I was regarding Michael Bay with contempt before it was cool. This was the guy who directed common-denominator movies designed to pander to dipshits, from Armageddon (1998) to Pearl Harbor (2001) to the moronic and incoherent Transformers (2007) and its many sequels.

Before all that, though, in 1995, he directed Bad Boys (1995), and it was kind of fun, even with Téa Leoni as a walking stereotype. It wasn’t a great movie, but it was fun. And then Michael Bay returned to direct the 2003 sequel, which . . . wasn’t as good.

I guess Michael Bay was busy this time around, because another 17 years later, we’re treated with Bad Boys for Life, now directed by “Adil and Bilall,” a relatively unknown Belgian director duo, who, incidentally, were 7 and 9 years old when the original Bad Boys was released. Surely a couple young, hip directors will breathe some fresh life into this old franchise, right?

Wrong. This movie has the feel of something directed by people who need a little more practice, and is written—by a team of three writers—with no trace of originality or genuine wit. Okay, I’ll admit I laughed a few times. That has less to do with the boneheaded action-movie writing than it does with the familiar chemistry between Will Smith and Martin Lawrence, who are now 25 years older than they were in the first one of these movies. The script is peppered with a good amount of jokes about their age.

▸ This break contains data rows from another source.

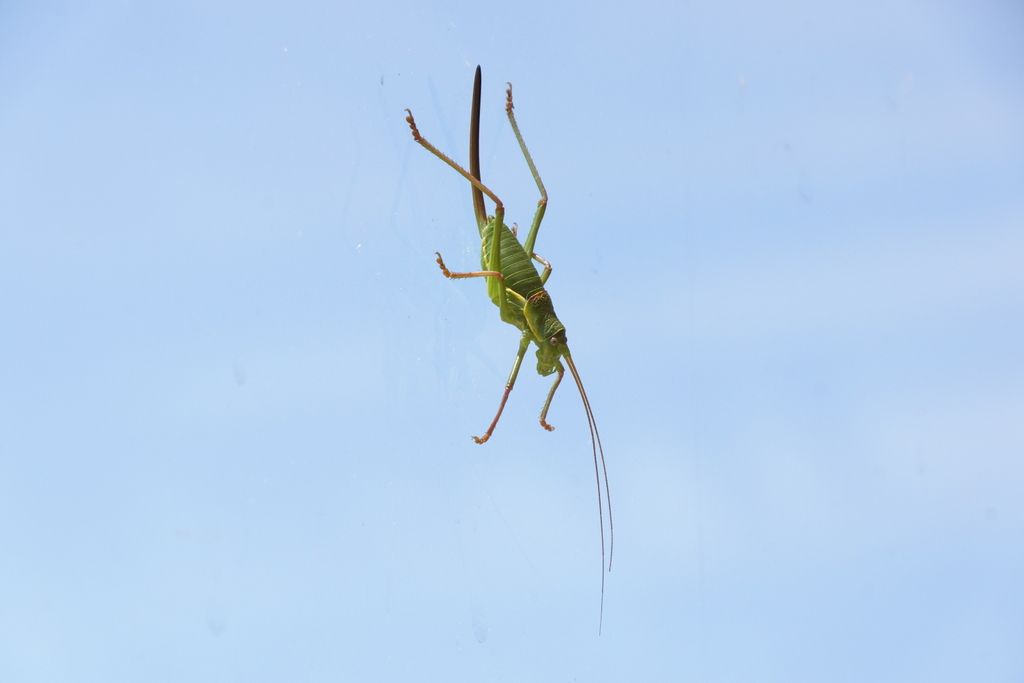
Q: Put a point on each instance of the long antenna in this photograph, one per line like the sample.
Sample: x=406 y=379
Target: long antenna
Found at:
x=474 y=153
x=595 y=442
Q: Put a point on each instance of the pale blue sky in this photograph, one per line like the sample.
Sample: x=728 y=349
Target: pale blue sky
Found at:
x=236 y=393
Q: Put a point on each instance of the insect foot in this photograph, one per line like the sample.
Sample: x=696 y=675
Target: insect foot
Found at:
x=412 y=124
x=440 y=262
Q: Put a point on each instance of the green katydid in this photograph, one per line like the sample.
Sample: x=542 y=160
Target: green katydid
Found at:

Adil El Arbi and Bilal Fallah clearly want this movie to be part of Michael Bay’s legacy, with its refusal ever to traffic in subtlety. The villain is, I kid you not, a Mexican witch (played by Mexican actress Kate del Castillo). I guess each of these movies must have a different woman in a key supporting role. This one has two, the other one a fellow cop played by Paola Nuñez. Both are old flames of Will Smith’s Detective Mike Lowrey. Side note: Vanessa Hudgens also features in a part as one of a new “AMMO” squad staffed by younger people. I guess just because these movies are set in Miami, the villains always have to be Latino. Speaking of which, there’s a lot of wide shots of the Miami skyline, which I suppose is cool. Until it gets, like everything else in this movie, vastly overused.

For a lot of people, Bad Boys for Life will just be a fun return to the mindless nineties action movie aesthetic, and I get it. It’s just not for me. And too many of the plot turns are predictable—a notable thing for me to notice, as I am never looking to predict where the story is going. The script employs narrative devices that were overdone twenty years ago, like a fake-out meant to make us think Mike has died, even though the movie is less than half over. I’d have far more respect for this movie if they actually did kill him off forty minutes in.

So okay, sure, this movie is just harmless, dumb fun. I only found it sporadically fun, and mostly just dumb. And a movie like this doesn’t have to be so lazy in its execution. But, a time tested truth is that lazily executed movies with likable stars will always have an audience. I prefer a movie made by people making more of an effort.

They’re getting too old for this shit.

They’re getting too old for this shit.